The current Community Centre building was opened in 1940 having been built at the same time as the estate. It was built by the Congregational Church using funds obtained from the sale of Ramsden Street Congregational Church which was closed and sold so that the council could build a library (the present library in Huddersfield) on the site.
When the building was first opened it was called ‘Ramsden Street Memorial Church’ later becoming known as ‘Brackenhall Congregational Church’. In 1972 the Congregational Church and the Presbyterian Church came together to form the United Reformed Church. Although the church building was owned by the church, the land it stands on is still owned by the council, although on a very long lease.
The existing Centre is located within the housing re-development which is being undertaken by the Deighton and Brackenhall Initiative Limited (DBI Ltd) on the Brackenhall Estate and is part of the wider regeneration activity in the area. The existing Centre was refurbished in 1983 by Kirklees Council and then leased from the United Reformed Church by Kirklees Council and managed by Brackenhall Community Trust.

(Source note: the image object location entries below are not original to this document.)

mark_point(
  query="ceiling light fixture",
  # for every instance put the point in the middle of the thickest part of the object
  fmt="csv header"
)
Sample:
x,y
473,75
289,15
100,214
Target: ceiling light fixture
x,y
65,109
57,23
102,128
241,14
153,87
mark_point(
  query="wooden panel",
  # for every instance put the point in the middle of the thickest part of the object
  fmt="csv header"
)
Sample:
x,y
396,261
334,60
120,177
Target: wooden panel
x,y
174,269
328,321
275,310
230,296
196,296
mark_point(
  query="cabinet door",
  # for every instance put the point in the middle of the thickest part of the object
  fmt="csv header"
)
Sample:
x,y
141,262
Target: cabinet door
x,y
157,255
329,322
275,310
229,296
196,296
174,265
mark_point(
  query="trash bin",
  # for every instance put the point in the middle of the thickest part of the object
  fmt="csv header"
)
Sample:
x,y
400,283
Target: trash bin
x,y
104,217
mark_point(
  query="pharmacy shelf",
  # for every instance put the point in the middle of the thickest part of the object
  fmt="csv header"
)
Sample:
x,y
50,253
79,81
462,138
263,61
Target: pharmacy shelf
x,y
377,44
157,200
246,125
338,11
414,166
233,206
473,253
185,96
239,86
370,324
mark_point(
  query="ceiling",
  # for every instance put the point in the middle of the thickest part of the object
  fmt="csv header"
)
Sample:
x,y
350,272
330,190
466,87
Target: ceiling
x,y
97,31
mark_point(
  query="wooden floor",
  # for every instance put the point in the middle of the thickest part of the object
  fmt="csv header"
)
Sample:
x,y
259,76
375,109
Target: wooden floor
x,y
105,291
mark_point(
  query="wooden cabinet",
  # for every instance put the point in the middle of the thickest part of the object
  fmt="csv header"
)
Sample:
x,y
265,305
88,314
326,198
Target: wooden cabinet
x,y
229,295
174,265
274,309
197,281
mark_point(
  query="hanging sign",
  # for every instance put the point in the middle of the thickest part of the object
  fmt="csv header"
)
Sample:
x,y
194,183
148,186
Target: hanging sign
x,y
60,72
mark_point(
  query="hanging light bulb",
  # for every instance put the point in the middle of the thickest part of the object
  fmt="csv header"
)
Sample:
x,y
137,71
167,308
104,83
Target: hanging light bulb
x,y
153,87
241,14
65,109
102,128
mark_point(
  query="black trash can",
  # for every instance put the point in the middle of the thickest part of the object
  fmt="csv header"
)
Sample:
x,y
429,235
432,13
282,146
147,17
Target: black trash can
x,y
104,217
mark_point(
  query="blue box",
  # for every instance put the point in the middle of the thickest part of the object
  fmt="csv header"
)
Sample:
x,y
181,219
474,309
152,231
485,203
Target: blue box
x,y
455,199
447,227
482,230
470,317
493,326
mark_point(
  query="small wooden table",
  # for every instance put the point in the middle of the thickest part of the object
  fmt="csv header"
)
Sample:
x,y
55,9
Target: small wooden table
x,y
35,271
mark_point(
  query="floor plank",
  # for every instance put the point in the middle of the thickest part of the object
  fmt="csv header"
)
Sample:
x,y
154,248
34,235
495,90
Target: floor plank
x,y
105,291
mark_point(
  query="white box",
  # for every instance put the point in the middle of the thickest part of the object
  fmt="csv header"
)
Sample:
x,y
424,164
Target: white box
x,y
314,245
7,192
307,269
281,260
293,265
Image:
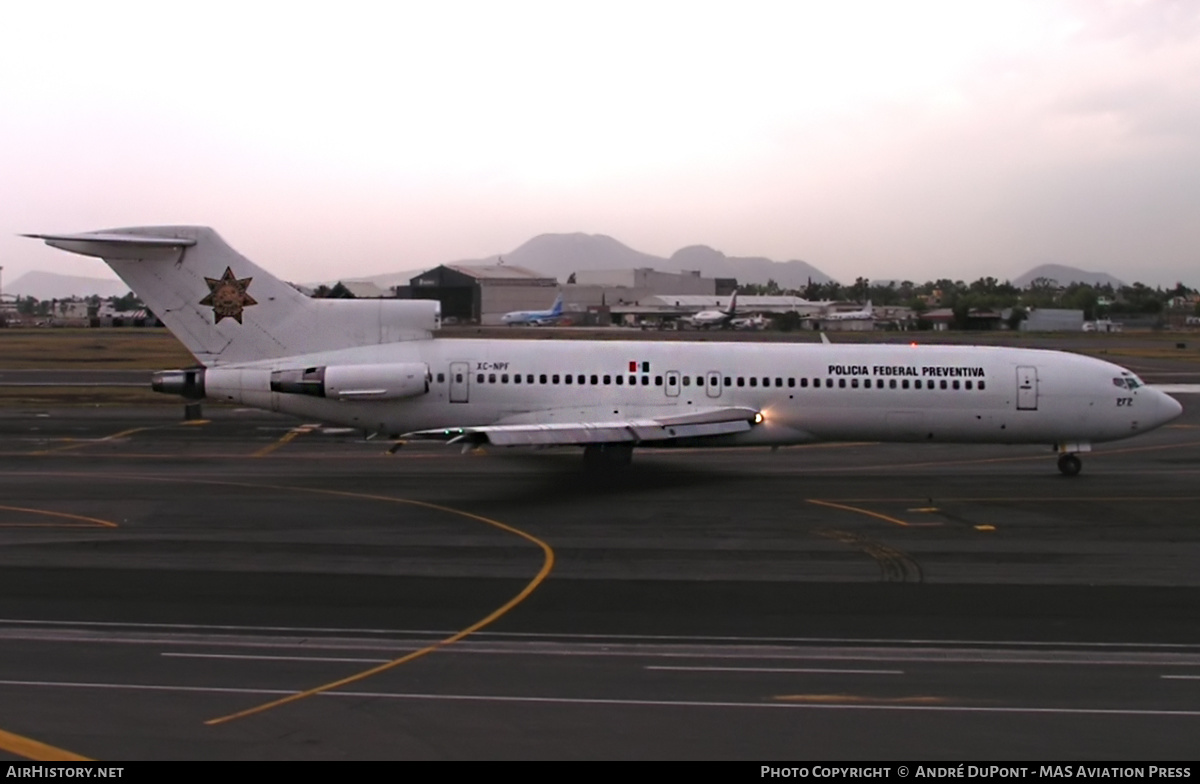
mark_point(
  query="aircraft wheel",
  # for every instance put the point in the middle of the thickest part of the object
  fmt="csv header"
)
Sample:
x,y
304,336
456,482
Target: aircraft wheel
x,y
1069,465
604,456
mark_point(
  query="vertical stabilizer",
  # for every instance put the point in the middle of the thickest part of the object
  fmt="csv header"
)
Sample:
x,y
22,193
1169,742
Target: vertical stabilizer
x,y
226,309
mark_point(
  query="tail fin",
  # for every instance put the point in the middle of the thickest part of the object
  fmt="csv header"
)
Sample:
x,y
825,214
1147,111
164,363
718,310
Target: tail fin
x,y
226,309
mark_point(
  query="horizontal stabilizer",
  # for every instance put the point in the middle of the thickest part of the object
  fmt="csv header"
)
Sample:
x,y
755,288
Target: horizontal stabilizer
x,y
113,245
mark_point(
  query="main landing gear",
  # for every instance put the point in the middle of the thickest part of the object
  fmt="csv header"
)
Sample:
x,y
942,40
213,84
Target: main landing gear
x,y
1069,464
604,456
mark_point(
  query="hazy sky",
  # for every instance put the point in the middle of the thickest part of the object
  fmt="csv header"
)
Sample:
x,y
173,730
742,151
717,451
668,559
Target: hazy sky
x,y
889,139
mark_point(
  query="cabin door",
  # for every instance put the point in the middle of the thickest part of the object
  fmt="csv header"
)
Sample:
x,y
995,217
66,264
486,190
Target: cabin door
x,y
1026,389
460,382
672,385
714,384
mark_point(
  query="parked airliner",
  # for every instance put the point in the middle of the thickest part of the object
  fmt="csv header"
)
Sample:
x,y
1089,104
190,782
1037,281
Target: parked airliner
x,y
717,317
868,311
377,365
535,317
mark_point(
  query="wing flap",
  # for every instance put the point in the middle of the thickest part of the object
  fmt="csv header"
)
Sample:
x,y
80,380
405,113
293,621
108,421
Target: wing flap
x,y
697,424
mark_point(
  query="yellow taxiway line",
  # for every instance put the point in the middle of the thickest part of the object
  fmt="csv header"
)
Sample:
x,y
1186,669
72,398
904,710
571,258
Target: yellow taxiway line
x,y
37,750
547,564
84,521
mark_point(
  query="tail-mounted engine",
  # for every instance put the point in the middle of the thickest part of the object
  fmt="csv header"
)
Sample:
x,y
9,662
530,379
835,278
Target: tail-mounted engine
x,y
355,382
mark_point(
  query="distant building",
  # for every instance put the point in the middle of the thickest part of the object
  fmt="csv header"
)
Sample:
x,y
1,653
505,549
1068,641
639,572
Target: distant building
x,y
649,280
363,289
1053,319
483,294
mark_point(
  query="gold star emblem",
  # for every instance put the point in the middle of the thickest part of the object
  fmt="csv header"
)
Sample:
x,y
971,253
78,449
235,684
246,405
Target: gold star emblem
x,y
227,295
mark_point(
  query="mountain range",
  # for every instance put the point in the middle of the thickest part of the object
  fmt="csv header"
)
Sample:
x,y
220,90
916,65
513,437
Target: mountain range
x,y
1066,275
559,255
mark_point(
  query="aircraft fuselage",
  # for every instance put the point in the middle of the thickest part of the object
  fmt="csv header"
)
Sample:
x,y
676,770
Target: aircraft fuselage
x,y
805,392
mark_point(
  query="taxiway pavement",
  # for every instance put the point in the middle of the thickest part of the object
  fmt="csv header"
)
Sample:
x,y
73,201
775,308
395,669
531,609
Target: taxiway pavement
x,y
159,578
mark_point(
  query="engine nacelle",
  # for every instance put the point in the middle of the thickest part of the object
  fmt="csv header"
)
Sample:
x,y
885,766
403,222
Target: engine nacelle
x,y
355,382
187,383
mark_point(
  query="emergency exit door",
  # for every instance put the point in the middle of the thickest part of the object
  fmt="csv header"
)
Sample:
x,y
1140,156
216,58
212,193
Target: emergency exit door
x,y
1026,389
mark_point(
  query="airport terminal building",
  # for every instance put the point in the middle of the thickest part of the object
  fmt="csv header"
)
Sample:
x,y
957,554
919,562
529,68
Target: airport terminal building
x,y
483,294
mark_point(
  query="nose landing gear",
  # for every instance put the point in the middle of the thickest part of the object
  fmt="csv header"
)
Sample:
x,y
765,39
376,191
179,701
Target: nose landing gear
x,y
1069,464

The current layout of the existing Centre makes it difficult to accommodate more than one activity and impossible if the users have mobility problems. Many groups and activities are therefore prevented from using the facilities. A Project Team was established in May 2003, to investigate the possibility of extending and expanding the existing facilities to better accommodate current users needs and to attract and accommodate new users and activities.
Originally, Southdale (the housing developers) were approached to draw up some plans for the centre and to conduct a feasibility study, which the Management Committee (prior to the Trust forming) agreed they would like to take further if possible. The feasibility study highlighted several issues with trying to develop the exisiting building or site. The positive was the new housing is bringing into the area a substantial number of new people who are potential users and supporters of the centre.
The group looked at five options, and agreed to consider new building as one option. Southdale drew up rough costings for two options. The group discussed both options and agreed that the most viable option would be to relocate to a more central site on the estate and build a new bigger community facility.